In a typical configuration, a computing device includes one or more processors (CPUs), input/output interfaces, network interfaces, and memory.
The memory may include forms of volatile memory in a computer readable medium, Random Access Memory (RAM) and/or non-volatile memory, such as Read Only Memory (ROM) or flash memory (flash RAM). Memory is an example of a computer-readable medium.
Computer-readable media, including both non-transitory and non-transitory, removable and non-removable media, may implement information storage by any method or technology. The information may be computer readable instructions, data structures, modules of a program, or other data. Examples of computer storage media include, but are not limited to, phase change memory (PRAM), Static Random Access Memory (SRAM), Dynamic Random Access Memory (DRAM), other types of Random Access Memory (RAM), Read Only Memory (ROM), Electrically Erasable Programmable Read Only Memory (EEPROM), flash memory or other memory technology, compact disc read only memory (CD-ROM), Digital Versatile Discs (DVD) or other optical storage, magnetic cassettes, magnetic tape magnetic disk storage or other magnetic storage devices, or any other non-transmission medium that can be used to store information that can be accessed by a computing device. As defined herein, a computer readable medium does not include a transitory computer readable medium such as a modulated data signal and a carrier wave.
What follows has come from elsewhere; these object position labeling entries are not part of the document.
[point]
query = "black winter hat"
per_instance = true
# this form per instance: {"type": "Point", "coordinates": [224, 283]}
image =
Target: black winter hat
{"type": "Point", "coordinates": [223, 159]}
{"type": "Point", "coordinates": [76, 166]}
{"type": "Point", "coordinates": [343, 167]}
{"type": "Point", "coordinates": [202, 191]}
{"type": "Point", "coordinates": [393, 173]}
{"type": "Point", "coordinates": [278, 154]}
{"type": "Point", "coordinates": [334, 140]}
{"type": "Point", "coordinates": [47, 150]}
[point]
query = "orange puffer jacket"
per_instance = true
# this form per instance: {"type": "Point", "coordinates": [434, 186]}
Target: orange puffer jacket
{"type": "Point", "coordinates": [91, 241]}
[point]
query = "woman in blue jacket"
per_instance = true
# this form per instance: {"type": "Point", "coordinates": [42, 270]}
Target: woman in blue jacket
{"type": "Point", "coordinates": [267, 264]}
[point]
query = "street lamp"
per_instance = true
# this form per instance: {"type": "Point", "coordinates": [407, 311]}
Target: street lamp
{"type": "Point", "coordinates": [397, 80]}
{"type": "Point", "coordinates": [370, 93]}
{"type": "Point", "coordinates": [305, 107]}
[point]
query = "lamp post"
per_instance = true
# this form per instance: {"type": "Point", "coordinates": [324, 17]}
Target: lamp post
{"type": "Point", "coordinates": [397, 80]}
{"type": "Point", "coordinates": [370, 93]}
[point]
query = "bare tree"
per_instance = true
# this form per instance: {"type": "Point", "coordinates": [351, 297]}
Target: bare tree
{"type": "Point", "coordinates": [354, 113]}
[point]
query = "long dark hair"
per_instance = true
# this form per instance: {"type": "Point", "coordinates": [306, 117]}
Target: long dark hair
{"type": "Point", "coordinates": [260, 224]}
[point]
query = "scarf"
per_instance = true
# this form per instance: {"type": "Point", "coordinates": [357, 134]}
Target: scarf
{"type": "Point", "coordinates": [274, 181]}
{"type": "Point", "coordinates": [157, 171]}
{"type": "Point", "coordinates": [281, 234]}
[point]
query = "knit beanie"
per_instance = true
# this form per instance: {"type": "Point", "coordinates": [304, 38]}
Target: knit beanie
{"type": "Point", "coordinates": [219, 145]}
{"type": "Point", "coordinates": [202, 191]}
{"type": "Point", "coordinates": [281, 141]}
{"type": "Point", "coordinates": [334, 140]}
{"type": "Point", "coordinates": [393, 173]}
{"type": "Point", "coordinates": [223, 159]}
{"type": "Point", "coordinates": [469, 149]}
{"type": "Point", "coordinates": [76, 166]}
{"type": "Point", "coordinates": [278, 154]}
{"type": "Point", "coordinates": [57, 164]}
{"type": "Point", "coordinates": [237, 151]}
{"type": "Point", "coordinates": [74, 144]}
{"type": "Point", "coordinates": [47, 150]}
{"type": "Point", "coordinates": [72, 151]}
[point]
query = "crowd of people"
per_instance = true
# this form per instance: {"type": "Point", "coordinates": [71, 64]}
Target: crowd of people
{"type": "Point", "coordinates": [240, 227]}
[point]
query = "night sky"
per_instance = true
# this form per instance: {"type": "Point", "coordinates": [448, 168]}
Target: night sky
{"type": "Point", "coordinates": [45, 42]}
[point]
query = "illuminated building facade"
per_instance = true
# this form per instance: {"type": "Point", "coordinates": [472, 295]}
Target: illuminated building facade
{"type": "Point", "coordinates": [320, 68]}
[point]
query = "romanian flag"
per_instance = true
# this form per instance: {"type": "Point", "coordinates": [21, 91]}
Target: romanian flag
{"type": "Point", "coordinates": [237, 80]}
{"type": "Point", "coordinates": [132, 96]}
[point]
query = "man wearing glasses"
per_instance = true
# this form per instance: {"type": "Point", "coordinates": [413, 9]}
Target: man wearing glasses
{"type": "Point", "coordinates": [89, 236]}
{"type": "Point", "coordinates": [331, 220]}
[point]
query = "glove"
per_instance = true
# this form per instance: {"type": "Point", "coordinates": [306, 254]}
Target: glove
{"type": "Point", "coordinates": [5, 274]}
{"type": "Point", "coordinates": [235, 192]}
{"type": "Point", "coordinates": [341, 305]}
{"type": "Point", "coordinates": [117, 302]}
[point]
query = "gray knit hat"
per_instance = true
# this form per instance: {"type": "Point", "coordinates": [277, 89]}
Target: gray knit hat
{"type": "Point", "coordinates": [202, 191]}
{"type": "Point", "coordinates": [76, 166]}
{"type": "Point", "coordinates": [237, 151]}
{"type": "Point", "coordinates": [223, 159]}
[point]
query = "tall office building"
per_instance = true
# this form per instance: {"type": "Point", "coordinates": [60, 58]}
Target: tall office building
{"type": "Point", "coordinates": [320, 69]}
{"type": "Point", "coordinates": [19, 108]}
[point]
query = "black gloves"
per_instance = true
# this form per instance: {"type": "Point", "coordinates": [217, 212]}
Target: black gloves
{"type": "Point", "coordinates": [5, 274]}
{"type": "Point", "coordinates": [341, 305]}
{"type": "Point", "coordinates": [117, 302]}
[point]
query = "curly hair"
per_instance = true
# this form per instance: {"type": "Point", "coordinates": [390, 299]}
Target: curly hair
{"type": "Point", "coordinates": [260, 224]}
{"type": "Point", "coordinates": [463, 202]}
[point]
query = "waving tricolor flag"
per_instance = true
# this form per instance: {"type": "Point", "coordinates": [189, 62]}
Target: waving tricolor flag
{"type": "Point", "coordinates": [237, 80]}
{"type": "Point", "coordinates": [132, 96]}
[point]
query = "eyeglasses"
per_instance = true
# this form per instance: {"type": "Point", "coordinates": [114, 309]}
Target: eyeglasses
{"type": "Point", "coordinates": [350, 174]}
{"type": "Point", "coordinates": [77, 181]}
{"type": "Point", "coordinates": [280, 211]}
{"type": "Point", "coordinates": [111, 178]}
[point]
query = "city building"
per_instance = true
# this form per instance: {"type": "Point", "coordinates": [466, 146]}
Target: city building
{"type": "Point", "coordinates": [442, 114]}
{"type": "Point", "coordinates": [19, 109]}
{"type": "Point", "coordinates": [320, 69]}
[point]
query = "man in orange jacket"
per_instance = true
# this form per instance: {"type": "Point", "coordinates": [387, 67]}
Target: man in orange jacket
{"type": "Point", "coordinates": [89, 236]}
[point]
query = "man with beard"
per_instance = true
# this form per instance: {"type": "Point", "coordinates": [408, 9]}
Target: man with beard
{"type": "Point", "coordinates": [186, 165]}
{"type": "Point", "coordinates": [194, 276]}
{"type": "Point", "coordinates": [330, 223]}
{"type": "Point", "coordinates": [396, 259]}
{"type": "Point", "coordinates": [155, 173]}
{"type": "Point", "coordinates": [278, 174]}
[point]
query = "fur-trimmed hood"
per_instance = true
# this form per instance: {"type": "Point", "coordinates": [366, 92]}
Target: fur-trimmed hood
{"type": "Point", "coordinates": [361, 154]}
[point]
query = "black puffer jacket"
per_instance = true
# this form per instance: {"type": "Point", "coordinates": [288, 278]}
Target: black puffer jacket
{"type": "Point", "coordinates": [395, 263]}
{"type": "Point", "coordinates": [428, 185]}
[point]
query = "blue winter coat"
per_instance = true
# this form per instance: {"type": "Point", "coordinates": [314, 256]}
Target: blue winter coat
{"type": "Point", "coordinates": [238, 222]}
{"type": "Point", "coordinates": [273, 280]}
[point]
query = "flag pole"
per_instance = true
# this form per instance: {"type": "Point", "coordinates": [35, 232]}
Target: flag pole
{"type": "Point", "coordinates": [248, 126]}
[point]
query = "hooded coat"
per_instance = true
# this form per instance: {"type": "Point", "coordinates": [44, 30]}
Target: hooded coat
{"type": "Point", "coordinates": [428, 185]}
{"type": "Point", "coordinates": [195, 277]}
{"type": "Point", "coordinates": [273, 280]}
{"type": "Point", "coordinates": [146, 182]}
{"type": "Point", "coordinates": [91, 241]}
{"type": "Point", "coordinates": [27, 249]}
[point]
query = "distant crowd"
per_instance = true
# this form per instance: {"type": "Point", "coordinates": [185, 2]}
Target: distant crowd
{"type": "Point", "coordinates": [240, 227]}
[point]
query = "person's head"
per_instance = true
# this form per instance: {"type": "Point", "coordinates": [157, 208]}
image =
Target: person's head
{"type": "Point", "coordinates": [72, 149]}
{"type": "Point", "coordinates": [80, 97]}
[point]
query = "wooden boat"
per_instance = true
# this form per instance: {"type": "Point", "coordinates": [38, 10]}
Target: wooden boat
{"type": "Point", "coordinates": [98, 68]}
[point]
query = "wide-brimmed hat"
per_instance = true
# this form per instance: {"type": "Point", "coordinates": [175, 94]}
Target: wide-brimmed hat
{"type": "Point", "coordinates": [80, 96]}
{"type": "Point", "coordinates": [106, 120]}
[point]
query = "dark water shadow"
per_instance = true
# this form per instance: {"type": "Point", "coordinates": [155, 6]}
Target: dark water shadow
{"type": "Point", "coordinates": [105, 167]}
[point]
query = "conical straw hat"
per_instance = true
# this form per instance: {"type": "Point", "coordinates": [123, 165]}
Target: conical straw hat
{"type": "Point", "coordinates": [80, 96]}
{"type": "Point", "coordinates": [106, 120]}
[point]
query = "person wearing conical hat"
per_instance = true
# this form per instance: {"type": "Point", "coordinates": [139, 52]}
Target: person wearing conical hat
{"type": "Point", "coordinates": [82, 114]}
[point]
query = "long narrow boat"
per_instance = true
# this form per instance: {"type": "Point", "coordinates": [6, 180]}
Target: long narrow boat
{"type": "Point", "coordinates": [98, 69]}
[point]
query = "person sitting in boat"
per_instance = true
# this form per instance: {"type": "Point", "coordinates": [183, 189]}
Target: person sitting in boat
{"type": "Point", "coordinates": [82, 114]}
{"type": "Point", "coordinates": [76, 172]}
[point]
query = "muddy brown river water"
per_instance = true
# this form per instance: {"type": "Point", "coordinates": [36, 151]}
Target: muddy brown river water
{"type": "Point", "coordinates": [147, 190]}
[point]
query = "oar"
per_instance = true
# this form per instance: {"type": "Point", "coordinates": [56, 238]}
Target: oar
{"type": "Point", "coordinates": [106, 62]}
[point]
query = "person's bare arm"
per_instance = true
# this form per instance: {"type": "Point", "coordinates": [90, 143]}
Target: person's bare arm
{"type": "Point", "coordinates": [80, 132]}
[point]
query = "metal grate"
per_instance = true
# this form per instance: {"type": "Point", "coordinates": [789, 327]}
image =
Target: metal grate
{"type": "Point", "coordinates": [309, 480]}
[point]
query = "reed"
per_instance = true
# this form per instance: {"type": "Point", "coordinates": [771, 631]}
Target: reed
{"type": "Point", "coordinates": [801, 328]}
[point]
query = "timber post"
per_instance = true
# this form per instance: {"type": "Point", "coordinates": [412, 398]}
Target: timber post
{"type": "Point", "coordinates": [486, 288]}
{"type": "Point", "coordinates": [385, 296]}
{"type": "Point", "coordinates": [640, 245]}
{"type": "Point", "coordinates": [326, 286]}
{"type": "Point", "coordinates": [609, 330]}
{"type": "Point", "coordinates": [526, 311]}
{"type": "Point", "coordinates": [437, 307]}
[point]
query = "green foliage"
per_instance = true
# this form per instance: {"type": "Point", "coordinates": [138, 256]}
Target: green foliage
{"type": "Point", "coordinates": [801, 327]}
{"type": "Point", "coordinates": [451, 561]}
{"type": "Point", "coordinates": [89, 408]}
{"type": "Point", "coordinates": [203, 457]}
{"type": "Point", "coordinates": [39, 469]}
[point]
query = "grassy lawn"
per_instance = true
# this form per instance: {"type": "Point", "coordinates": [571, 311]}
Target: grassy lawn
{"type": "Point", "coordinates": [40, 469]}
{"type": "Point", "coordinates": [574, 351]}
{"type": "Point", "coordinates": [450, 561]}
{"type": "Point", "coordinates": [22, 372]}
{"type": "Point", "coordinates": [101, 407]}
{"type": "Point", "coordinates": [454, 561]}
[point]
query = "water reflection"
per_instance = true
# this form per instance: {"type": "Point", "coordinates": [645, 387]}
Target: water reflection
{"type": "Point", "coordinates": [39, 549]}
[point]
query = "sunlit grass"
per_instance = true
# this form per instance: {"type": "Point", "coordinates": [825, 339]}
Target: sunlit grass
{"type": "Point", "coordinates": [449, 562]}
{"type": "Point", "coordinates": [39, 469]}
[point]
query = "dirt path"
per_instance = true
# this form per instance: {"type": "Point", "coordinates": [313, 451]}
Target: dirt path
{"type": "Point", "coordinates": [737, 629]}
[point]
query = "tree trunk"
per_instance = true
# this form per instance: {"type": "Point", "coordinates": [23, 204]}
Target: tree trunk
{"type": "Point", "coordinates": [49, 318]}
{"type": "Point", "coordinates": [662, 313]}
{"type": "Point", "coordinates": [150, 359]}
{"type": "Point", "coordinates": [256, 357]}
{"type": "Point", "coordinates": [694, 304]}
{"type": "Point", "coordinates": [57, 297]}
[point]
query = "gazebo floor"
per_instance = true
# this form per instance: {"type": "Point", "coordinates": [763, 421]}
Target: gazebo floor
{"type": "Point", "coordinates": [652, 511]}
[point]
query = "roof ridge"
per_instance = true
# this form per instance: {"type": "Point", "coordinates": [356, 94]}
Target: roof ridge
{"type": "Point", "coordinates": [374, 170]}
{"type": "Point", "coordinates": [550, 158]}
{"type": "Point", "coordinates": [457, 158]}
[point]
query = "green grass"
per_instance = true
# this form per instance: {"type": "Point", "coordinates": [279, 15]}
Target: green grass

It should also be noted that the terms "comprises," "comprising," or any other variation thereof, are intended to cover a non-exclusive inclusion, such that a process, method, article, or apparatus that comprises a list of elements does not include only those elements but may include other elements not expressly listed or inherent to such process, method, article, or apparatus. Without further limitation, an element defined by the phrase "comprising an … …" does not exclude the presence of other like elements in a process, method, article, or apparatus that comprises the element.
The above description is only an example of the present application and is not intended to limit the present application. Various modifications and changes may occur to those skilled in the art. Any modification, equivalent replacement, improvement, etc. made within the spirit and principle of the present application should be included in the scope of the claims of the present application.